三重県商工会議所連合会は18日、県内の小規模企業を対象に実施した上期(今年1―6月)の景況調査結果を発表した。景況感を示すDIはマイナス48・5となり、昨年下期以降の2期連続で改善した。

連合会によると、調査は県内の商議所に入会している9362社を対象として、7月上旬に実施。景況感や売上げの状況、経営の課題などを尋ね、29・5%に当たる2760社が回答した。

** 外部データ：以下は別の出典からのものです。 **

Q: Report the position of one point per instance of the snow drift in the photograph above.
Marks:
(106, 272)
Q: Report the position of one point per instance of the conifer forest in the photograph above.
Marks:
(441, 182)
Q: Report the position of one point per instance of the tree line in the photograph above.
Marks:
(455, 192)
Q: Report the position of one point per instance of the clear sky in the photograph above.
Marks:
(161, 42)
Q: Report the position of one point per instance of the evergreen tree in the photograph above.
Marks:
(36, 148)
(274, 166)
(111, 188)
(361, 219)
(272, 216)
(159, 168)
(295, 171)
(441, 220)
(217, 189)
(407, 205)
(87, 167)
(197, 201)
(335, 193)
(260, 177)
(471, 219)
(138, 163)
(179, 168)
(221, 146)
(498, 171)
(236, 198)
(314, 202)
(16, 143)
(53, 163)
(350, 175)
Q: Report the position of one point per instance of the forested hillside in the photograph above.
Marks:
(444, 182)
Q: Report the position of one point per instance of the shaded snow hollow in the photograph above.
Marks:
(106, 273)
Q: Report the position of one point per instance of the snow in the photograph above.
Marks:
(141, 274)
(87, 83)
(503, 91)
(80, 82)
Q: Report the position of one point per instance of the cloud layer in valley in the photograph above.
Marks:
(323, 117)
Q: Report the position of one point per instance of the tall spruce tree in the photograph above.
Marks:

調査結果によると、景況感が「好転した」と回答した企業から「悪化した」と答えた企業を差し引いた割合を示すDIは、前期(昨年7―12月)から11・1ポイントの改善。全ての業種で前期より改善した。

一方、DIはマイナス10―20台だったコロナ禍以前の水準までには回復していない。業種別のDIでも製造業が21・1ポイント改善する一方で飲食業が1・6ポイント増にとどまるなど、業種によって改善の差が大きい。

連合会の吉仲繁樹専務理事は記者会見で「県内企業の景況感は回復傾向にあるが、現状は感染状況が再び悪化し、景気の先行きが懸念される」と指摘。「事業の継続に向けた支援に努める」と述べた。